Monday, August 23, 2010

why The Kids Are All Right was not all right

First of all, I'll say that there was some genuinely funny stuff in this movie. Also, I love the way the director, Lisa Cholodenko, loves LA. She gets it.

But the movie is disappointing in more than a few ways. The decisive flaw, from the point of view of the acting, is the work of the two leads, Annette Benning and Julianne Moore. Neither actor is a favorite of mine, and they did nothing to change my opinion of them here.

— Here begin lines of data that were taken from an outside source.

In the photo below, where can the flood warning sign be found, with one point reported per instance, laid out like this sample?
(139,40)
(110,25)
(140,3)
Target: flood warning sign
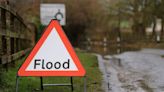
(53,55)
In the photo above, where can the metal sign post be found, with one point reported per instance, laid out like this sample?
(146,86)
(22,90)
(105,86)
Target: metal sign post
(52,11)
(42,85)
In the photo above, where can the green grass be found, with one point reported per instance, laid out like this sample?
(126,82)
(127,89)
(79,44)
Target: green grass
(30,84)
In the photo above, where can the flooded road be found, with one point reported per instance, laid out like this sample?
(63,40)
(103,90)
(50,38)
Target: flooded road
(135,71)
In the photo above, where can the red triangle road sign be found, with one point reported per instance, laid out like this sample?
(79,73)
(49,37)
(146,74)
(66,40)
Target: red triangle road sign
(53,55)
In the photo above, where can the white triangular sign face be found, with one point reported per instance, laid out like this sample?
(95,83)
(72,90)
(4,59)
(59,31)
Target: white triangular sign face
(53,55)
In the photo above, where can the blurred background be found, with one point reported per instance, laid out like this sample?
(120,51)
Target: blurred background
(103,26)
(117,30)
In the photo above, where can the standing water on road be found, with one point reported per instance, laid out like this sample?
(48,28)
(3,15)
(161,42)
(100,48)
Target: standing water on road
(136,71)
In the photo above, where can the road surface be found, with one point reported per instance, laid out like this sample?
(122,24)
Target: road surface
(135,71)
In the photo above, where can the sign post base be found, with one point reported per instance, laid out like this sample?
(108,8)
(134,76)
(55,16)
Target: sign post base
(44,85)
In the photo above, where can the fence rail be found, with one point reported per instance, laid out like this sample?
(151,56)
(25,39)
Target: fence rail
(15,36)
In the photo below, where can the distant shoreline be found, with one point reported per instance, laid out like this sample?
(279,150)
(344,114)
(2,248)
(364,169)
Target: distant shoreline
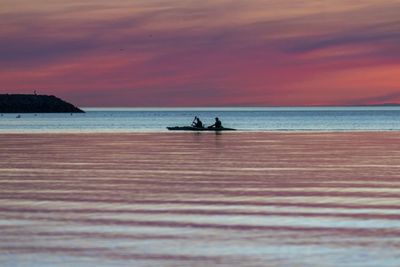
(32,103)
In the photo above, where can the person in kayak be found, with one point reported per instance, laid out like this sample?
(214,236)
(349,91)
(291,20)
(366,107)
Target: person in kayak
(197,123)
(217,124)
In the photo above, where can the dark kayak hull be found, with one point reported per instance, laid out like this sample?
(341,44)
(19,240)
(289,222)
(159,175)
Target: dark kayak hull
(189,128)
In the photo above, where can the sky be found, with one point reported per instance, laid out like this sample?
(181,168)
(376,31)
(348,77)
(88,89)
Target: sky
(171,53)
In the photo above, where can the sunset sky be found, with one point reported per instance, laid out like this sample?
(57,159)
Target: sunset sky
(202,53)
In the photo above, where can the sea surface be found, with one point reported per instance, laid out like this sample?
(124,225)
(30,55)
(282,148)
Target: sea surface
(244,119)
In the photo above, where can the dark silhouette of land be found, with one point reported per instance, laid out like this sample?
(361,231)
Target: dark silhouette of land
(19,103)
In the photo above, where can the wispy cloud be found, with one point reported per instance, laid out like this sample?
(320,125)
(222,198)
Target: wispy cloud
(199,52)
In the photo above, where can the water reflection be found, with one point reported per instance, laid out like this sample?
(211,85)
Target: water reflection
(187,199)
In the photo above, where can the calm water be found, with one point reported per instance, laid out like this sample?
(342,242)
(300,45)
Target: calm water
(174,199)
(259,119)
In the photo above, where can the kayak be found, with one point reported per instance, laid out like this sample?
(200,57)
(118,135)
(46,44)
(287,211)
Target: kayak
(190,128)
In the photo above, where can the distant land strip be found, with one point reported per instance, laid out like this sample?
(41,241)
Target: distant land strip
(32,103)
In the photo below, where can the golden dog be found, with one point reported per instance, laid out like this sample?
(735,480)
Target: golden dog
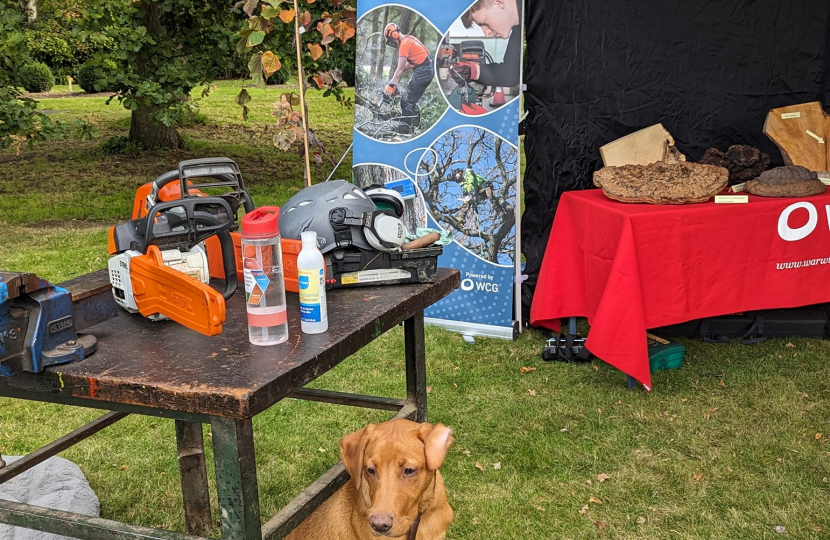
(395,488)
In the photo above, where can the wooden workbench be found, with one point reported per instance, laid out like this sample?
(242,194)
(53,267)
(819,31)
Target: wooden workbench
(164,369)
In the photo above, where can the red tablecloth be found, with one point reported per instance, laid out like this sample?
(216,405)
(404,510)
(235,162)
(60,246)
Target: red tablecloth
(629,267)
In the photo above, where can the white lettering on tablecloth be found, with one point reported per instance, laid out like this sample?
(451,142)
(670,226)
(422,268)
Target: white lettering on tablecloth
(790,234)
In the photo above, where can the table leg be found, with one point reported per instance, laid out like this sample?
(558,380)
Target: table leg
(194,477)
(236,482)
(416,371)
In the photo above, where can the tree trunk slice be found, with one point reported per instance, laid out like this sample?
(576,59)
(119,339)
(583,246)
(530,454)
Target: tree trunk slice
(788,128)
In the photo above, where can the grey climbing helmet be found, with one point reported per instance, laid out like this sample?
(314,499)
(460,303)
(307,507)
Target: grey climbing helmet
(343,216)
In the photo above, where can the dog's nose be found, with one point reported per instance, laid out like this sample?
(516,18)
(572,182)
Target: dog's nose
(381,523)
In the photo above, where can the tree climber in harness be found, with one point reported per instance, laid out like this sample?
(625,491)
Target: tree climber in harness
(412,55)
(475,189)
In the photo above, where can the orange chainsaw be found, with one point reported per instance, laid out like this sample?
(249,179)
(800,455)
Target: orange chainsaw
(223,173)
(160,266)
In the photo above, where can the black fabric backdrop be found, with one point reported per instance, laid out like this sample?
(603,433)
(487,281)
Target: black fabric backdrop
(708,70)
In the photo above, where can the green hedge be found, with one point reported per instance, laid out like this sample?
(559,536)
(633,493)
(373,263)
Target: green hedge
(37,77)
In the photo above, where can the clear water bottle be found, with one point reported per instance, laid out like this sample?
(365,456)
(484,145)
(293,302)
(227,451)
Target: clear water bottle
(264,281)
(311,274)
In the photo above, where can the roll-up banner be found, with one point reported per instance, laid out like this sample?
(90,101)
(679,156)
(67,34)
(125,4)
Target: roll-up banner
(436,118)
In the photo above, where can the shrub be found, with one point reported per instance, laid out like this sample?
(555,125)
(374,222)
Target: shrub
(93,77)
(37,77)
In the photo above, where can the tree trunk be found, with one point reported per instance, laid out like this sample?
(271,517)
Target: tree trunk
(29,8)
(381,59)
(152,135)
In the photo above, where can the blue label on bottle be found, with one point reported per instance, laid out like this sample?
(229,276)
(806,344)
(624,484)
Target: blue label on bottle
(310,313)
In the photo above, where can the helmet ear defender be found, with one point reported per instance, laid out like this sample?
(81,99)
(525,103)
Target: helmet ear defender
(381,230)
(346,217)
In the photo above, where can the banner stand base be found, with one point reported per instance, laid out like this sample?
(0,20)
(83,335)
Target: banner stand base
(472,330)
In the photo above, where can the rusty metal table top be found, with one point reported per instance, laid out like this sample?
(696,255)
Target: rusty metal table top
(164,365)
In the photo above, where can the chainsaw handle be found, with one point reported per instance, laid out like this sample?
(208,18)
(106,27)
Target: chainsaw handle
(228,255)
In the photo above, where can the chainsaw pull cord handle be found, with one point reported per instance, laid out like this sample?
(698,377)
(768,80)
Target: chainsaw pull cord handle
(228,255)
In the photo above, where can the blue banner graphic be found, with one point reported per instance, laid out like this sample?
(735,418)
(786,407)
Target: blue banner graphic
(436,118)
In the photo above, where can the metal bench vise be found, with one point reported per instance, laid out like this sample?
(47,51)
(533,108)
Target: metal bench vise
(37,325)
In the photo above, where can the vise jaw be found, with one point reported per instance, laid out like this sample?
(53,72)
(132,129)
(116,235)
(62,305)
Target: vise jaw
(37,326)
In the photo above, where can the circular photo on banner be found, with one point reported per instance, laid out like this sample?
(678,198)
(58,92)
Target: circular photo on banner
(469,183)
(396,96)
(414,213)
(479,59)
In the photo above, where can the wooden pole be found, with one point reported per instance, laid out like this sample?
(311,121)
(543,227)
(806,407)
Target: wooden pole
(303,111)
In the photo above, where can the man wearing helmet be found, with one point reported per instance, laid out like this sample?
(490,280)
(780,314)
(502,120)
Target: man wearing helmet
(412,55)
(475,189)
(500,19)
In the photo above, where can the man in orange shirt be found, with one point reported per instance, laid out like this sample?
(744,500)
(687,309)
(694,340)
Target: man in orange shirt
(412,55)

The biggest failing in their work was they did not create a convincing relationship with a palpable history. I just could not accept that these two people had been together for twenty years. What would I like to have seen that was different? It is difficult to write about (easier to point out in a classroom!), but it has to do with what the two actors look for when they look at each other and interact with each other. The most persuasive way that an actor can successfully make you believe that there is such a history to a relationship is that they are always looking to the other person to manifest the essence of the relationship, the sense of fit, match, connection, the thing that convinced them both that they belonged together. Even expressions of disappointment and bitterness, in a real relationship, are infused with the person in question asking for, calling for, invoking, the successful relationship that was. It is this looking for that something in the other that persuades us, immediately and viscerally, that the relationship has a history.

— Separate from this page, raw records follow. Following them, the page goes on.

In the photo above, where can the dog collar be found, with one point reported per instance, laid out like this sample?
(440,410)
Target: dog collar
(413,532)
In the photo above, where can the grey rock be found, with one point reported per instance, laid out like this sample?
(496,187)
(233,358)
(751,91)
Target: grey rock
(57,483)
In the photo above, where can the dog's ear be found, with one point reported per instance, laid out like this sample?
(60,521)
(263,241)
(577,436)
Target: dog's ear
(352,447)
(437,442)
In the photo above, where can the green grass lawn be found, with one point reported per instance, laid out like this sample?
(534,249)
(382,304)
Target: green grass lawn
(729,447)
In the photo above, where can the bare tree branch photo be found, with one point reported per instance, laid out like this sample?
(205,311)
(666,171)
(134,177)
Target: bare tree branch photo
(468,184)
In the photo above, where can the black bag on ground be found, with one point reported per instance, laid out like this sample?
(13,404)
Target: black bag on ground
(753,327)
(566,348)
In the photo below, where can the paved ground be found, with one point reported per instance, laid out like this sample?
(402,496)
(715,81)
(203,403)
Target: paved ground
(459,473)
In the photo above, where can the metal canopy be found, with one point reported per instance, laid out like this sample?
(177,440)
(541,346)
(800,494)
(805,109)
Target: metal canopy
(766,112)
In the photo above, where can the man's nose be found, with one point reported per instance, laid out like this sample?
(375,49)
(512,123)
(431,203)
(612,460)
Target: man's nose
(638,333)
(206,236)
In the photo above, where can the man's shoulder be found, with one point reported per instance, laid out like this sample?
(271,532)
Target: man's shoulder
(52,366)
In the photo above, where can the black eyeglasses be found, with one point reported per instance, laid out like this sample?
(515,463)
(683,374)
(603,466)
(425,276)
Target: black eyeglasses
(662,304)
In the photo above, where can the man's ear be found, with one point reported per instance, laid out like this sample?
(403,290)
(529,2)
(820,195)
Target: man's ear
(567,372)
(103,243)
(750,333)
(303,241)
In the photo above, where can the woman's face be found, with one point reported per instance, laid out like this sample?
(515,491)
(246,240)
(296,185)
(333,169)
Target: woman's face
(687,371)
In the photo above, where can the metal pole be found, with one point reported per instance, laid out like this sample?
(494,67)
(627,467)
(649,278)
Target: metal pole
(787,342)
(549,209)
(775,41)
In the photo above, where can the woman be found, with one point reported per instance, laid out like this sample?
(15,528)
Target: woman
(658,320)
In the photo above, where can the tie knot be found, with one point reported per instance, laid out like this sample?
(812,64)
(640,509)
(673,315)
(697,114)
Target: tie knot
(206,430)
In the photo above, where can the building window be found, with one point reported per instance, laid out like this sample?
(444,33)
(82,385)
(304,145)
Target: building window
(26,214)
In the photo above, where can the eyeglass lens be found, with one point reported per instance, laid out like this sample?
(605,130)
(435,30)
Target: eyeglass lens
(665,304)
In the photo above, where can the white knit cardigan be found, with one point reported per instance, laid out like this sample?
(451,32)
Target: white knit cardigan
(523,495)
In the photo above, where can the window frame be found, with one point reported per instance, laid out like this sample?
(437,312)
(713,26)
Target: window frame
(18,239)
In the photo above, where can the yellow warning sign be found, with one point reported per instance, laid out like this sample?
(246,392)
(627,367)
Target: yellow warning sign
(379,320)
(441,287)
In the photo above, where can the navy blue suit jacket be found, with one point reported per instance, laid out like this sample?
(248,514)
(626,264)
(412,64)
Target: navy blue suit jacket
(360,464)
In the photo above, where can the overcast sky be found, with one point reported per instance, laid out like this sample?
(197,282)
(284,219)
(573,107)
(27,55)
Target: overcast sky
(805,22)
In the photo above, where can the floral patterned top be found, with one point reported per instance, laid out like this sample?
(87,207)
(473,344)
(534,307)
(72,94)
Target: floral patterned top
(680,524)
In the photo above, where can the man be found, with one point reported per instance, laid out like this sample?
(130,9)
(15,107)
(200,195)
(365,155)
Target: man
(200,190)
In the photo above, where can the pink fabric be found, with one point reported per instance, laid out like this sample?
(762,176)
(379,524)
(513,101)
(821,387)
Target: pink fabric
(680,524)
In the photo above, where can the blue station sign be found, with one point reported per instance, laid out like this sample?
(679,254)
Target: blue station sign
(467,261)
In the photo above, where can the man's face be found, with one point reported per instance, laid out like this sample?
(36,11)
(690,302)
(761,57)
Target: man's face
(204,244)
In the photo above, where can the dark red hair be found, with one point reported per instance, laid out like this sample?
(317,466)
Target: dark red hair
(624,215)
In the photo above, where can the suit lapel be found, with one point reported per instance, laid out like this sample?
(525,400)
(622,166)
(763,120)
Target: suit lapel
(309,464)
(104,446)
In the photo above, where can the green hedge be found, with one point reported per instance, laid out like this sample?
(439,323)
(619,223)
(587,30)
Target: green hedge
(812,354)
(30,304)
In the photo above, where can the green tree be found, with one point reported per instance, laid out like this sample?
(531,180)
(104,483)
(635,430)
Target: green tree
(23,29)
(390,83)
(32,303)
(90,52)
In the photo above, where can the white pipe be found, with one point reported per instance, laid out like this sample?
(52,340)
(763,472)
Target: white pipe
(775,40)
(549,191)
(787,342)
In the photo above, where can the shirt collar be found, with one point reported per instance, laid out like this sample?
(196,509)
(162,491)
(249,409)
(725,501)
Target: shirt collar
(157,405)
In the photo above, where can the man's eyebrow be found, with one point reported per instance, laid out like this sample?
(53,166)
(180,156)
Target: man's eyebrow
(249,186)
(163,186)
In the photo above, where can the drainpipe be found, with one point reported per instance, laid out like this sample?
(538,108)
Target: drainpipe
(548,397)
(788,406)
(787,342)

One of the best articulations of this that I have come across is from a critic named Percy Lubbock. In an essay on what Henry James learned from his unsuccessful forays into playwriting, Lubbock writes:

"The actors are not there only to illustrate for us the facts of the story, but through their make-believe to create an imagined world for the eye of the mind to dwell upon. Good dramatic writing, like good acting, owes much of its quality to the establishment of these imagined perspectives behind and beyond the little figures on the boards."

These "imagined perspectives behind and beyond" the actors/characters in the film are what Moore and Benning totally failed to provide. As the film progressed, and the relationship entered a crisis, I got hints of how Benning's character had a sense of having a claim on Moore's character, a sense of ownership, based on being together for so long, but this is not the same as the sense of what it was like when it worked, and is something significantly less compelling than that.

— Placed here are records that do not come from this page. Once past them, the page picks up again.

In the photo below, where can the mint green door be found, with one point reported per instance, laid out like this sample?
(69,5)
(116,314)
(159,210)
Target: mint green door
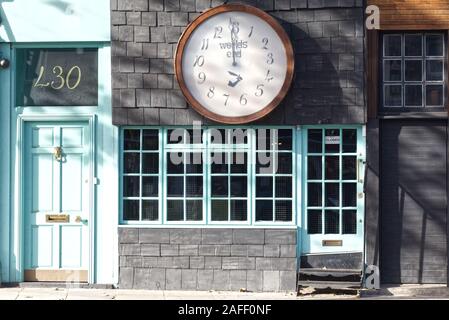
(57,201)
(333,198)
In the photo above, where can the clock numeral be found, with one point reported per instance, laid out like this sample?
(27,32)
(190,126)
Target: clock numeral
(243,100)
(199,61)
(218,31)
(205,44)
(227,98)
(259,91)
(202,77)
(265,43)
(268,77)
(251,32)
(211,92)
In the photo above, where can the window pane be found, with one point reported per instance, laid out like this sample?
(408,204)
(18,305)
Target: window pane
(284,163)
(314,167)
(130,210)
(349,222)
(264,139)
(239,162)
(434,95)
(238,136)
(349,140)
(349,194)
(283,187)
(194,210)
(413,95)
(349,168)
(392,70)
(131,163)
(175,136)
(264,210)
(175,210)
(150,140)
(218,136)
(393,95)
(239,186)
(150,210)
(194,136)
(150,186)
(392,44)
(239,210)
(264,186)
(413,70)
(315,141)
(331,222)
(332,192)
(131,139)
(434,70)
(175,163)
(332,167)
(283,210)
(332,141)
(285,139)
(265,162)
(434,45)
(219,162)
(219,210)
(194,162)
(175,186)
(413,45)
(150,163)
(219,186)
(314,194)
(314,222)
(194,186)
(130,186)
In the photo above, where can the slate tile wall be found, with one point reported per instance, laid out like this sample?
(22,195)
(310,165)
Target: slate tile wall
(208,259)
(328,39)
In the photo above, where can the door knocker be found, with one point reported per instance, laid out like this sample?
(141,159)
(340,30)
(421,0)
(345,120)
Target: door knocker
(57,152)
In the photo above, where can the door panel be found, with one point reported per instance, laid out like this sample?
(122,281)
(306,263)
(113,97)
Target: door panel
(333,190)
(413,201)
(56,250)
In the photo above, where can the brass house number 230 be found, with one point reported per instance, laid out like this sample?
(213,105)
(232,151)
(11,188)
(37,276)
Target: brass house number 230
(60,80)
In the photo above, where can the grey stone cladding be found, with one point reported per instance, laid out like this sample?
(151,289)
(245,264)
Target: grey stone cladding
(208,259)
(328,40)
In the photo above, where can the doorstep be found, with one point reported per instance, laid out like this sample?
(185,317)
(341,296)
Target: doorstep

In other words, in any relationship in a scene, the most urgent question to pose is: what made us us? What were the defining moments, when we became a "we"? The moments of connection and communion? The moments of crisis that were resolved in a satisfying way that brought us even closer together? What about our experience together makes this "we" worth fighting for? It's this sense of "stuff happened to us and made us us" that gives a relationship between two actors its unmistakable reality.

These questions went totally unasked in this film, apparently. And it shows.

I am sure my writer friends would have more than a little to object to about the way the story unfolded. For one thing, the Moore-Ruffalo liaison seemed kind of arbitrary and forced, like it was there just to precipitate a crisis in the Benning-Moore relationship.